限制pycurl中的文本下载内容
我想使用 python (pycurl) 中的curl 下载网站内容。但我不希望这些网站的全部文本只是网站的某些部分。我想减少下载全文所花费的时间。谢谢。
I want to download site content using curl in python (pycurl). But I don't want the whole text of those sites just some part of the site. I want to reduce my time taken in downloading the whole text. Thankyou.

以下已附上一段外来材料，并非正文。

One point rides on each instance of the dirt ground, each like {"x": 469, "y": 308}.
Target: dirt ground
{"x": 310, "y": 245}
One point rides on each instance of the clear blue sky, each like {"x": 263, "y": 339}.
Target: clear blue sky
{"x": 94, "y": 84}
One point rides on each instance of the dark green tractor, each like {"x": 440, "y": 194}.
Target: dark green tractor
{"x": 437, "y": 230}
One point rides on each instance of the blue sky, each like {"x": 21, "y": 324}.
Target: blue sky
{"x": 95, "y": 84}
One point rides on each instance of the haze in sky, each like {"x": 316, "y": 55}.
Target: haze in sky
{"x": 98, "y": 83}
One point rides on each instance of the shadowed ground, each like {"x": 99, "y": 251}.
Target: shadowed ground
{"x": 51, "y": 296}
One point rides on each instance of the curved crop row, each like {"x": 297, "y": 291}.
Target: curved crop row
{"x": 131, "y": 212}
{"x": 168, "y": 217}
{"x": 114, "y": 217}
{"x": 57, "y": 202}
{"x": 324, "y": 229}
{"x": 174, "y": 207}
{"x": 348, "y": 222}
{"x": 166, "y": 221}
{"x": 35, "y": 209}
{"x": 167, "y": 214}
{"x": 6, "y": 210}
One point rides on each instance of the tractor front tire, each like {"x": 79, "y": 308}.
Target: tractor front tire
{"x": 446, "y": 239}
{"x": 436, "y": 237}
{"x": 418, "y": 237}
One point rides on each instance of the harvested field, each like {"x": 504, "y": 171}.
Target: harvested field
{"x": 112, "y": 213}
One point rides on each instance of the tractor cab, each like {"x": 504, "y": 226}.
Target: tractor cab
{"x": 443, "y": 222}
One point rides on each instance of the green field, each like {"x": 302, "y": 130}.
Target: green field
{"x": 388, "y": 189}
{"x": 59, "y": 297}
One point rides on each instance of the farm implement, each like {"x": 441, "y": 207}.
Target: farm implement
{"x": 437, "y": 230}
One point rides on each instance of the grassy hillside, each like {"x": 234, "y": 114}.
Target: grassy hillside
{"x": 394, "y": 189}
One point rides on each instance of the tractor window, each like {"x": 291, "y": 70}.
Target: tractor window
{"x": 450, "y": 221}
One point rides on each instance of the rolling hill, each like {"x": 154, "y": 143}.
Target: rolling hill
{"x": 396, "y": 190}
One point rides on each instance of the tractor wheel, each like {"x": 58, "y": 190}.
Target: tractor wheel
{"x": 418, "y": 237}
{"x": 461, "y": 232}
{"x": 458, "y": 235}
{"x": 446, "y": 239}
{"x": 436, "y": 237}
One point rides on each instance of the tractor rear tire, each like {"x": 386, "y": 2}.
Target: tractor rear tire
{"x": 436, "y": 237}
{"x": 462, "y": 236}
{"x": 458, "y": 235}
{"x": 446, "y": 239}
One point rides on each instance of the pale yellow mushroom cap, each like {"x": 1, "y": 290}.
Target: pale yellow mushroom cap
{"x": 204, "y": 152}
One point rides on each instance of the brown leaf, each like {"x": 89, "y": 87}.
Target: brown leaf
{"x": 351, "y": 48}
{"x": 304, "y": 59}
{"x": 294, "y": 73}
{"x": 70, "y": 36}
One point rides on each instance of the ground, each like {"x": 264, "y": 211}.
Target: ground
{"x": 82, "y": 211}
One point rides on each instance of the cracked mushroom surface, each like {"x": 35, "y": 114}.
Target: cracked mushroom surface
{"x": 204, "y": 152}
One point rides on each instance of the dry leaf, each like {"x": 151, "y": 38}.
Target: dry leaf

如果你对这篇内容有疑问,欢迎到本站社区发帖提问 参与讨论,获取更多帮助,或者扫码二维码加入 Web 技术交流群。
绑定邮箱获取回复消息
由于您还没有绑定你的真实邮箱,如果其他用户或者作者回复了您的评论,将不能在第一时间通知您!
发布评论
评论(2)
您应该设置相关 标题在您的 HTTP 请求中,请参阅此问题了解如何使用
pycurl
注意:此仅在以下情况下有效:
You should set the relevant headers in your HTTP request, see this question on how to do it with
pycurl
NOTE: This only works if you:
一般来说,加载页面的延迟并不在于 HTML 的实际下载——这通常很快,因为 html 无非是 Unicode 文本。除非页面上有大量的实际文本和标记,否则您不会节省太多。此外,为了获取页面的任何实际内容,您无论如何都需要下载整个
...
就个人而言,我会异步处理此问题。 Twisted 是此类方法最常见的建议之一。
The delay in loading a page, generally, is not in the actual download of the HTML -- that's often quite quick as html is nothing more than Unicode text. Unless there is a HUGE amount of actual text and markup on a page you're not going to save much. Further, in order to get any of the actual content of the page, you'll need to download the entire
<head>
anyway...Personally, I would approach this asynchronously. Twisted is one of the more common suggestions for this type of approach.